Ci sono i numeri che descrivono una realtà e le storie che la esemplificano. E poi ci sono le coscienze, di uomini e di credenti, che quella stessa realtà la devono assumere. Battendosi per migliorarla, certo, ma al tempo stesso lasciando che questa penetri nel profondo e operi un cambiamento in sé stessi, una vera conversione. È ciò che ha chiesto papa Leone XIV nel messaggio diffuso venerdì scorso per la Giornata mondiale dei poveri che sarà poi celebrata il 16 novembre. Sottolineando come i poveri debbano «tornare al centro dell’intera opera pastorale della Chiesa».

Non semplici oggetti passivi di opere di carità, ma protagonisti di un progetto di giustizia sociale che sappia immaginare nuove istituzioni, politiche e strutture di intervento per rispondere ai bisogni e sanare le cause di diseguaglianze, miserie materiali e sociali. Per il cristiano, però, l’attivismo politico-sociale non è sufficiente. La carità, intesa come amore per il prossimo, non è completa se non cerca di superare anche «la peggiore discriminazione di cui soffrono i poveri: la mancanza di attenzione spirituale», scrive ancora il Papa. «Perché la povertà più grave è non conoscere Dio».
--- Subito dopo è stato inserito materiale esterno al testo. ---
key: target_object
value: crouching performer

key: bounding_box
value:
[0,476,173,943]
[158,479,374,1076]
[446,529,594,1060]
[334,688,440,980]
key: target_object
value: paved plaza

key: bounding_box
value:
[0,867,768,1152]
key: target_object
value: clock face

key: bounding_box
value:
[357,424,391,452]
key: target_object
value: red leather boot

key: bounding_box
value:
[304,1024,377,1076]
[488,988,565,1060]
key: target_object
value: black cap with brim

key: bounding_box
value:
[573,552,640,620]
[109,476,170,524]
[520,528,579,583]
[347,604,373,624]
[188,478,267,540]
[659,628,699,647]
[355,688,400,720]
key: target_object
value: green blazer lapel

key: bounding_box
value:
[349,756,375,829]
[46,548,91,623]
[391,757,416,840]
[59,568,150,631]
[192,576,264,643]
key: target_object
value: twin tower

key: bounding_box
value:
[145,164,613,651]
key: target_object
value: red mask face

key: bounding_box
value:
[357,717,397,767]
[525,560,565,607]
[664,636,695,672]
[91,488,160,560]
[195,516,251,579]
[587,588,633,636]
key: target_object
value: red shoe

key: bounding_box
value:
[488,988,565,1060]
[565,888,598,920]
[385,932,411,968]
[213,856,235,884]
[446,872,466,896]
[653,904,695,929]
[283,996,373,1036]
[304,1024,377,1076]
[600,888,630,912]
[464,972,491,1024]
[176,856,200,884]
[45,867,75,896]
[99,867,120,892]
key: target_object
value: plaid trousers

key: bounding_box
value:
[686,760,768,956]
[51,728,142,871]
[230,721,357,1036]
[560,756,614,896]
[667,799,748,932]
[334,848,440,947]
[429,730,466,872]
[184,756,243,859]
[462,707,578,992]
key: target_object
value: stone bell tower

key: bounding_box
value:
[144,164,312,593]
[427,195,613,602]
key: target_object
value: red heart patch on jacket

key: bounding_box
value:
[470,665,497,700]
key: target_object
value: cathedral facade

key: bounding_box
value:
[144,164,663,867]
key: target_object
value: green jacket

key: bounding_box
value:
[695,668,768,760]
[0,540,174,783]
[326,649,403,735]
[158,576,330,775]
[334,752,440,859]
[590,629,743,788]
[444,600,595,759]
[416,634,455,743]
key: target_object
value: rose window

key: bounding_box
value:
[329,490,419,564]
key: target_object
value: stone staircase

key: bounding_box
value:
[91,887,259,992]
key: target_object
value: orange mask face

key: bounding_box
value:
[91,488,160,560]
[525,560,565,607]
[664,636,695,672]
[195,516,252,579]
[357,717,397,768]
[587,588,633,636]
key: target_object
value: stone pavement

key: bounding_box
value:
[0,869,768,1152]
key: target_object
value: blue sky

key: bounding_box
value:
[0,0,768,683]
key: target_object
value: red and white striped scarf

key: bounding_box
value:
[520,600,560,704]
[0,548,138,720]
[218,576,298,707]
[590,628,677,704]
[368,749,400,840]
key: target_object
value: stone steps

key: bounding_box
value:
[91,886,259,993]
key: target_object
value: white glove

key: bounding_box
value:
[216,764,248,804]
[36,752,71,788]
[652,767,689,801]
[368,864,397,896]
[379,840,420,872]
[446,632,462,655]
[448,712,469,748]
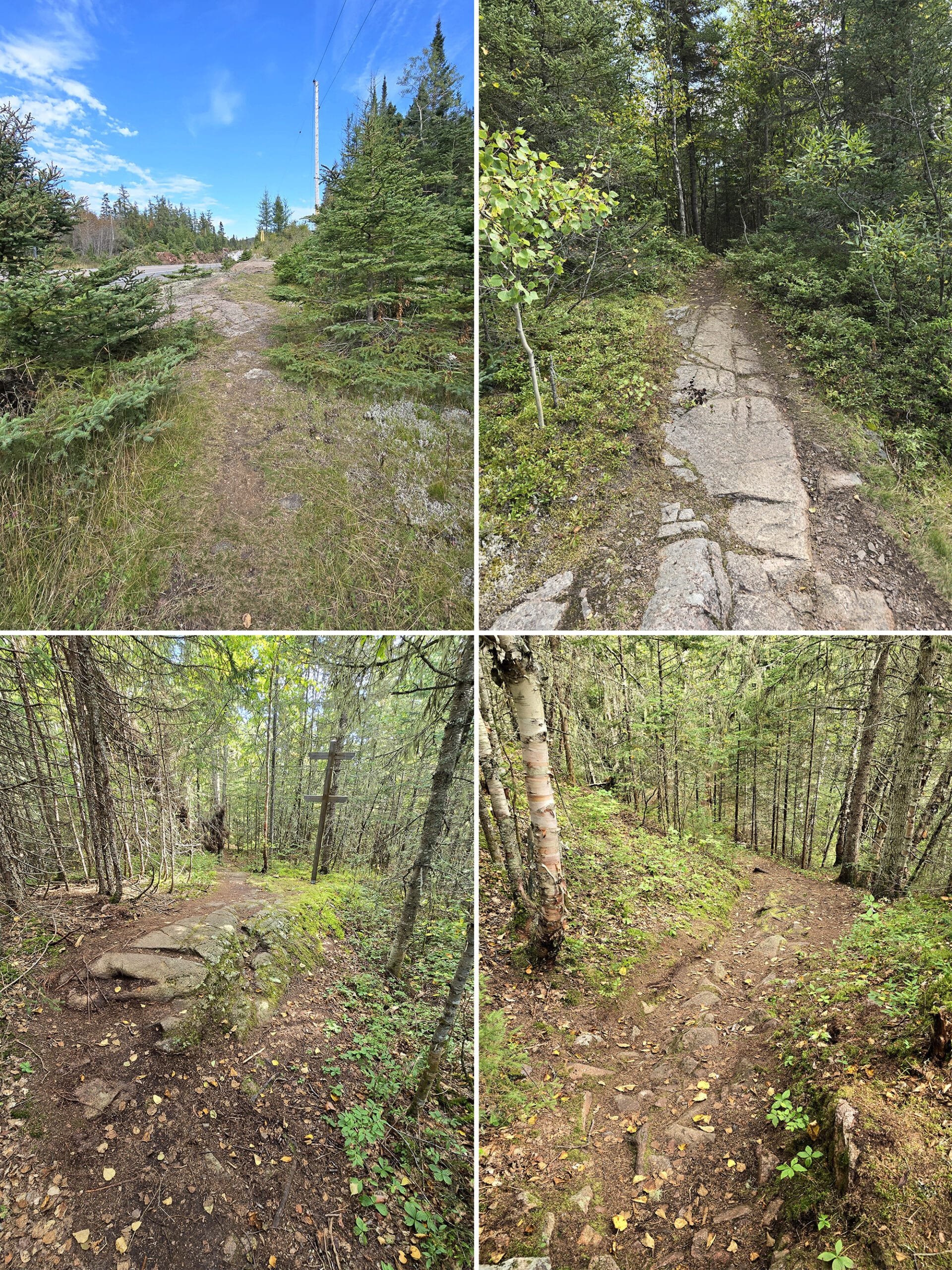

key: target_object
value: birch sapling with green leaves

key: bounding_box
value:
[480,128,618,428]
Agli sportelli Caritas, nelle migliaia di Centri di ascolto, nelle San Vincenzo, nelle parrocchie, questa preoccupazione è ben presente. Ma lo sforzo che oggi papa Leone chiede a tutti i credenti è quello di una più profonda evangelizzazione reciproca. Lasciarsi cioè interrogare dai «poveri che non sono un diversivo per la Chiesa, ma i fratelli e le sorelle più amati perché ognuno di loro provoca a toccare con mano la verità del Vangelo». Ed essere, al tempo stesso, testimoni e annunciatori di una “buona notizia”, di una speranza che non delude perché fondata oltre noi stessi, i nostri limiti. La povertà più dura, infatti, è quella di chi è privo anche della speranza. Ed è questa mancanza che, anzitutto, siamo chiamati a colmare.